In the instant case, Pennwalt has only demonstrated that one of the variables in the income tax allocation methodology was improper. This factor was only one of several factors which were cоnsidered in establishing the overall rates. During the eighteen months that U-4741 was in effect, Pennwalt paid approximately $11.6 million for steam and electrical energy to Edison.
In so holding, we do not invade the fact-finding province of the commission. Detroit Edison Co v MPSC,
In concluding that a reduction in the revenue deficiency is supported by the additional evidence, the Commission does not also conclude that the rates set on July 26, 1976 were unreasonable. As Detroit Edison argues, when the Commission issued its order on July 26, 1976, then current conditions already justified a further rate increase.

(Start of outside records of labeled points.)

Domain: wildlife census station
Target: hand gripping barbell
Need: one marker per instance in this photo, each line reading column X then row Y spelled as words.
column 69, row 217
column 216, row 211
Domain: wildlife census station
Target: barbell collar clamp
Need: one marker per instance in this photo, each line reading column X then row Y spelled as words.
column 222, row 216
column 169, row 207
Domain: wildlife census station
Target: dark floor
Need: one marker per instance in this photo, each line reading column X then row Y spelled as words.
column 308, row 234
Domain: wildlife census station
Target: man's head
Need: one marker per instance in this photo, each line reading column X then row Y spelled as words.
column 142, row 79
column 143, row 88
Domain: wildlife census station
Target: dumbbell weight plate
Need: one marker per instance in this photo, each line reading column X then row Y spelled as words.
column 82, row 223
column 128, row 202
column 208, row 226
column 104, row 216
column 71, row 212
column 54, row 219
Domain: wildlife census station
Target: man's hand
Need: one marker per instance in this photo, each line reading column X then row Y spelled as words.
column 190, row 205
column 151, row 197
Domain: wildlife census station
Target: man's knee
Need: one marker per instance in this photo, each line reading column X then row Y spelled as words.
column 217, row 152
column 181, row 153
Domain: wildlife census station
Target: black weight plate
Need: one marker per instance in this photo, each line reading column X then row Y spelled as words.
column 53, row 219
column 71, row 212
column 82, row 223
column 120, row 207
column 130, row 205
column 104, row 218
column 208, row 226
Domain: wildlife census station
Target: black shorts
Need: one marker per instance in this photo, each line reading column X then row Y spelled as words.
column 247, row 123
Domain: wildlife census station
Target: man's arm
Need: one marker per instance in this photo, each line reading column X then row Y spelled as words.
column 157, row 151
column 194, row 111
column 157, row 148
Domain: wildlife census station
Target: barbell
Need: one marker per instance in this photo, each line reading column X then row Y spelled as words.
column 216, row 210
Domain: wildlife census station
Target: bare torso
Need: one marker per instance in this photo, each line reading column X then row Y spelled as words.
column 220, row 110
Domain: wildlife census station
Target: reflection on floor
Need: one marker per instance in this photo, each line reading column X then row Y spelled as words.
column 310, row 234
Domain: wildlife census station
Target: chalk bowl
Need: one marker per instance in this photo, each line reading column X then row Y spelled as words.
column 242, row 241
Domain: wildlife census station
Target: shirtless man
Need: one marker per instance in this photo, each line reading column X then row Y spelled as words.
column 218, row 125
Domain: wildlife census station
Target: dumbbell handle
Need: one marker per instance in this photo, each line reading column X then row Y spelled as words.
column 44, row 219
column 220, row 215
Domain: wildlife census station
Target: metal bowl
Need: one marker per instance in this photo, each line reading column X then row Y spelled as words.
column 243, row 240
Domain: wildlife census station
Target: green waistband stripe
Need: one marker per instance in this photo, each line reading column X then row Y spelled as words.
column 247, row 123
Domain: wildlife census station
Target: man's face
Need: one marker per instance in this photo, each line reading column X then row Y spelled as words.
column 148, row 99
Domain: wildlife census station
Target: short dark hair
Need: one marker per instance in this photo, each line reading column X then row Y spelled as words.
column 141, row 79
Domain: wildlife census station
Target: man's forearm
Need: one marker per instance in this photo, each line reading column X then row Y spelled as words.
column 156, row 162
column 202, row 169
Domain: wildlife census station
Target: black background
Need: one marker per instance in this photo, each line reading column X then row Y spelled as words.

The circuit court read the above passаge as not being a finding of unreasonableness or reasonableness. If the first quoted sentence stood alone, we would agree. However, when read in light of the second sentence, the above passage is a finding that the rates established in 1976 were reasonable.
In light of our resolution, the other issues raised by the parties need not be addressed._
Notes
Pennwalt asserts that if the proper methodology had been used its rates would have been $1.9 million lower during the period of time U-4741 was in eifect.
The commission ultimately found in U-5218 that the revenue deficiency for the 1975 test year was $1,480,000.
By so holding, we do not decide the overall rates may never be shown to be unreasonable by demonstrating that an imрroper methodology was used to determine one of the component factors. If the methodology results in a substantial overpayment in regard to that one factor, there may be situаtions where it could be inferred that the overall rate was unreasonable. However, even if we were to assume in the instant case that Pennwalt fulfilled its burden of proof, a contrary result is not required. Edison’s convincing proofs amply rebutted Pennwalt’s proofs and supported the commission’s finding that the 1976 rates were reasonable.